In de Verenigde Staten van Amerika werd in 2013 de DSM-5 geïntroduceerd, [5DSM-5 Task Force. Diagnostic And Statistical manual of Mental Disorders, Fifth Edition. Arlington, USA: American Psychiatric Association; 2013 doi:https://doi.org/10.1176/appi.books.9780890425596.] in Nederland in 2015. Versie 5 bevatte een aantal veranderingen in de naamgeving en in het onderscheid van en tussen verschillende aandoeningen. De belangrijkste wijzigingen zijn het loslaten van de assenstructuur, meer aandacht voor de dimensie (spectrum) en dat instandhoudende factoren meer aandacht krijgen. Verder bestaat de categorie n.o.s. (not otherwise specified) niet meer. Er zijn zogenaamde risicosyndromen toegevoegd.

Belangrijk is nu ook dat er sprake is van een psychische stoornis als een patiënt ‘significante lijdensdruk’ ondervindt, en/of ‘significant disfunctioneert’ (wordt gemeten aan een nieuwe meetschaal – WHODAS-2.0). Verder moet de patiënt ook een hulpvraag hebben.
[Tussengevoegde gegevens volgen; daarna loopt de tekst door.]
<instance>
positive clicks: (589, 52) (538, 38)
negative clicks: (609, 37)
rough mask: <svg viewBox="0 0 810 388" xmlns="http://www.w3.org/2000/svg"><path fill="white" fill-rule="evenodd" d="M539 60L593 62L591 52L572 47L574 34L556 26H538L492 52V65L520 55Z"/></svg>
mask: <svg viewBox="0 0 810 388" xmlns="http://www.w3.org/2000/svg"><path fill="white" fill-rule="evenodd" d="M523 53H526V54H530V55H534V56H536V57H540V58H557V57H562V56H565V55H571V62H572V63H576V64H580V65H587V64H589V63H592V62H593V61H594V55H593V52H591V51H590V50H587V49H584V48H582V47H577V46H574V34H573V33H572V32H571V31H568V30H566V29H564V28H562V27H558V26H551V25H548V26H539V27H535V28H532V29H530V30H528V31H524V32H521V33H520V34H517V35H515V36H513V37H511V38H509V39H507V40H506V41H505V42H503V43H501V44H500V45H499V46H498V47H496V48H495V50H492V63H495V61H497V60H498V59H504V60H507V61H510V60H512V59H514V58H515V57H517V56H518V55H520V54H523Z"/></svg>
De DSM blijft een classificatiesysteem en geen diagnostisch systeem. Geen twee mensen met eenzelfde DSM-categorie zijn gelijk. Voor een echte diagnose moet je verder kijken naar voorgeschiedenis, aanleg, complicaties, comorbiditeit, prognostische factoren, enz.
Betaling vindt via de zorgverzekeraar wel plaats op basis van een DSM-categorie. Inmiddels is versie 5-TR in gebruik.

Overigens leidt het hanteren van de DSM-classificatiesysteem wel tot betere communicatie en dient het als achtergrond bij het verrichten van wetenschappelijk onderzoek.